Philippe Gnaegi: “In Svizzera, la politica famigliare è il parente povero della politica sociale”

Di fronte all'aumento del costo della vita, la maggior parte delle famiglie svizzere fa fatica ad arrivare alla fine del mese. È quanto emerge dal secondo Barometro delle famiglie condotto dall'associazione Pro Familia Svizzera. Il suo direttore, Philippe Gnaegi, lancia un appello per delle soluzioni politiche rapide.

Il secondo Baromentro delle famiglie, pubblicato il 14 marzo dall’associazione Pro Familia Svizzera e Pax, un’assicurazione di previdenza dedicata alle famiglie, mette in luce la situazione sempre più precaria delle famiglie in questo periodo caratterizzato dall’aumento generalizzato dei prezzi. Direttore di Pro Familia Svizzera ed ex consigliere di Stato (ministro cantonale) del Cantone Neuchâtel, Philippe Gnaegi commenta i risultati dello studio condotto presso 2’123 famiglie in tutte le regioni della Svizzera.
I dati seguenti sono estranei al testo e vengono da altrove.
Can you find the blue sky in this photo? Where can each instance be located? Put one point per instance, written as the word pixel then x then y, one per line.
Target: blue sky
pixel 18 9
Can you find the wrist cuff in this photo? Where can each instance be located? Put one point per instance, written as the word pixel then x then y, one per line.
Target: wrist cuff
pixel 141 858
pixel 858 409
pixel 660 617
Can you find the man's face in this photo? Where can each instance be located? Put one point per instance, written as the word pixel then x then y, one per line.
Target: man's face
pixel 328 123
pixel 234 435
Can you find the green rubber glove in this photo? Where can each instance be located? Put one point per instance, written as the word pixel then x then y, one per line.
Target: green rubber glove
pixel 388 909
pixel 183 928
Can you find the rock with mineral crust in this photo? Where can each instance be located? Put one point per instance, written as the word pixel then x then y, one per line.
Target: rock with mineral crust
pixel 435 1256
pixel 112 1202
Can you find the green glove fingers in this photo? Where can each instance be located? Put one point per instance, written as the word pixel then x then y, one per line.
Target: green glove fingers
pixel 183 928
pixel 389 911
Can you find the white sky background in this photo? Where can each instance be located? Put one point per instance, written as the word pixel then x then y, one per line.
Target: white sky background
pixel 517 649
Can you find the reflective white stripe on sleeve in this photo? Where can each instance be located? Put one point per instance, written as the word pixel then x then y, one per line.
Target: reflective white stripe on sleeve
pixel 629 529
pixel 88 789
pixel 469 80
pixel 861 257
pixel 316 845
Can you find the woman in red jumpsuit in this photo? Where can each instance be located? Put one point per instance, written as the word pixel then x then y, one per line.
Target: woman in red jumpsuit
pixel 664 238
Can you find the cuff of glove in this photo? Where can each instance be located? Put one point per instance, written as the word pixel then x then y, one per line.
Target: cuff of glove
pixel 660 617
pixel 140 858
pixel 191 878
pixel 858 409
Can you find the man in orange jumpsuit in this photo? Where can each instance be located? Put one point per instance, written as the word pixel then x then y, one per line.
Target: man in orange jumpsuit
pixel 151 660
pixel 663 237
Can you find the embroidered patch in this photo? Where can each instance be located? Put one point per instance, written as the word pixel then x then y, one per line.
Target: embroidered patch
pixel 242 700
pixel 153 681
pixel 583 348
SWI swissinfo.ch: Lo studio evidenzia una pressione finanziaria sempre più forte sulle famiglie, il 52% delle quali – rispetto al 47% dello scorso anno – considera le entrate insufficienti o appena sufficienti. Questi risultati la sorprendono?

Philippe Gnaegi: Sono sorpreso dall’ampiezza del fenomeno. Concretamente, dal Barometro emerge che quasi la metà delle famiglie in Svizzera non sono in grado di risparmiare abbastanza denaro alla fine del mese per far fronte a una spesa imprevista, per esempio un intervento urgente dal dentista. È una constatazione molto preoccupante.
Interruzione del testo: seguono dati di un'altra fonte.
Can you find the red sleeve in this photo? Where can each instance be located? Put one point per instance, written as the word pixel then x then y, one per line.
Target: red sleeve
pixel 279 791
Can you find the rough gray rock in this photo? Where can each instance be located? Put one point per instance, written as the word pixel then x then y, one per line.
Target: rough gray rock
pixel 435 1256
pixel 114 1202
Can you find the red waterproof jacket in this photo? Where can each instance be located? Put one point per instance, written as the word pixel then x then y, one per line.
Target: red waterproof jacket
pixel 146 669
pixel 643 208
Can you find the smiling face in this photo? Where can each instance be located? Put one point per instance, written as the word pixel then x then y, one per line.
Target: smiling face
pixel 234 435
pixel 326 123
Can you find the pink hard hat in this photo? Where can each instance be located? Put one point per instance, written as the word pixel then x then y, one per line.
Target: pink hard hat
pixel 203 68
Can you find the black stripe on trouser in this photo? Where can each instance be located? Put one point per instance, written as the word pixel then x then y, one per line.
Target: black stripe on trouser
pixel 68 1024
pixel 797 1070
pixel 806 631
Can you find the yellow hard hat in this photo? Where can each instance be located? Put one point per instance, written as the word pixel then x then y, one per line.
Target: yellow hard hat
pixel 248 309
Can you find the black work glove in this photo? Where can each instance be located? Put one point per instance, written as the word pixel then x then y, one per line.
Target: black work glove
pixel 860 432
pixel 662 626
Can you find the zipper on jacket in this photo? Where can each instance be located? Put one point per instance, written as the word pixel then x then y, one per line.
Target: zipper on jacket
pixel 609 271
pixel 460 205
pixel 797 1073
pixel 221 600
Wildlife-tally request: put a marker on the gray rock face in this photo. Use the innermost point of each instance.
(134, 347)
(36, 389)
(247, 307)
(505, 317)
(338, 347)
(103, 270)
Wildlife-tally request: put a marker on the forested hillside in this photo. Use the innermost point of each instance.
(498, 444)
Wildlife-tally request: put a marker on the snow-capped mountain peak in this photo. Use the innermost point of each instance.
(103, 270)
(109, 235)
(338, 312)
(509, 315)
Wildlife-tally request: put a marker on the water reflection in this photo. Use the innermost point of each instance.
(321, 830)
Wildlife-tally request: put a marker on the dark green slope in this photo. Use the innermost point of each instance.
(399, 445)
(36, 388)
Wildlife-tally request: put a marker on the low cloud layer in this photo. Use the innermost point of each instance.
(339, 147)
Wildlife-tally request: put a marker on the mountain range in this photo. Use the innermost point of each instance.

Come spiega il degrado della situazione finanziaria delle famiglie rispetto all’ultimo Barometro, realizzato l’anno scorso?

Le famiglie vengono toccate in particolar modo dall’aumento generalizzato dei prezzi che ha fatto seguito alla ripresa post-pandemia, soprattutto per ciò che riguarda le spese dell’energia, dell’alloggio o dei prodotti alimentari. In più, i premi di assicurazione malattia, che non sono inclusi nell’indice dei prezzi al consumo (IPC), diventano un fardello sempre più insopportabile per le famiglie della classe media.

Le famiglie della svizzera francese e italiana affermano di soffrire maggiormente dell’aumento del costo della vita rispetto a quelle svizzero-tedesche. Sono più critiche riguardo alla propria situazione finanziaria o ci sono delle differenze oggettive tra le regioni linguistiche?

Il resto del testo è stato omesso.